Thursday, May 28, 2009

Software Maker Files Declaratory Judgment Action Against The Naked Cowboy

The Naked Cowboy

Bloomberg reports that European mobile phone software maker Gameloft has filed a declaratory judgment action against Robert Burck, better known as “The Naked Cowboy” (the self-appointed most famous “busker” in New York City), in the U.S. District Court for the Central District of California. See Gameloft S.A. et al, v. Robert Burck, et al,, Case No. 09-cv-3769 (C.D. Cal.
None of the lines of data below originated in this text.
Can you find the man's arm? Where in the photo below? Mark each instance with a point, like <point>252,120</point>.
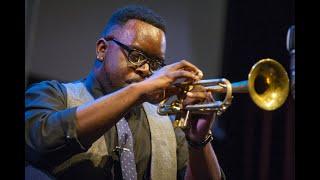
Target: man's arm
<point>203,163</point>
<point>95,118</point>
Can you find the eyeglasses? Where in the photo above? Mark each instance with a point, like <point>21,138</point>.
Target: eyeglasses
<point>138,58</point>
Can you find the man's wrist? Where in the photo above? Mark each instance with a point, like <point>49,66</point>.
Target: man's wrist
<point>199,144</point>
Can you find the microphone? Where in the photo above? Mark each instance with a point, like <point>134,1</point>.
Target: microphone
<point>291,49</point>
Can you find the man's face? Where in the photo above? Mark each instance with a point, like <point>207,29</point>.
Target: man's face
<point>135,34</point>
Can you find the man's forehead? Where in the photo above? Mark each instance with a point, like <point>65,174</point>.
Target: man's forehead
<point>145,36</point>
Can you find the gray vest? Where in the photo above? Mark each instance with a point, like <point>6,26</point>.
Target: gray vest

Filed May 27, 2009).  A copy of the complaint can be downloaded here

(Click here for prior blog posts regarding Burck’s lawsuit against against Mars Incorporated, the maker of M&Ms candies, over an M&M ad featuring a cartoon M&M guitar-playing street performer wearing a cowboy hat, boots, and underwear – all reminiscent of Burck’s alter ego).

Burck obtained a registration for the mark NAKED COWBOY for various entertainment services on April 9, 2002. He obtained second registration on September 2, 2003, for a design mark resembling The Naked Cowboy’s likeness (pictured below) for various clothing items including, of course, underwear.

According to the Bloomberg article, one of Gameloft’s games contains a character name Nick who wears a cowboy hat and plays the guitar in Times Square. (It is not clear from the article if Nick is wearing white underwear and white boots).

Apparently, Burck has threatened to take legal action against Gameloft for trademark infringement. Thus, Gameloft took preemptory action by filing for a declaratory judgment of non-infringement.

Gameloft seeks a declaration that its Nick character is protected by the First Amendment and does not infringe on Burck’s trademark rights. Gameloft describes Nick as a “minor part of the game” representing “a humorous caricature that imitates the style of Times Square performers for comic effect and is not a literal depiction of the Naked Cowboy.”

By filing this case in California (as opposed to waiting until Burck takes action – likely in New York where Burck is located), Gameloft may be hoping to take advantage of last year’s decision Ninth Circuit decision in E.S.S. Entertainment 2000, Inc. v. Rock Star Videos, Inc., __ F.3d __ (9th Cir. Nov. 5, 2008) (blogged here). In that case, the Ninth Circuit ruled that the First Amendment protected the makers of the video game Grand Theft Auto: San Andreas from trademark infringement claims brought by the owner of an East Los Angeles strip club named “Play Pen” over a depiction of a fictional “East Los Santos” strip club named “Pig Pen” in the video game. The court held that Rock Star’s modification of the “Play Pen” mark had some artistic relevance in the underlying work and was not explicitly misleading, and thus was protected by the First Amendment.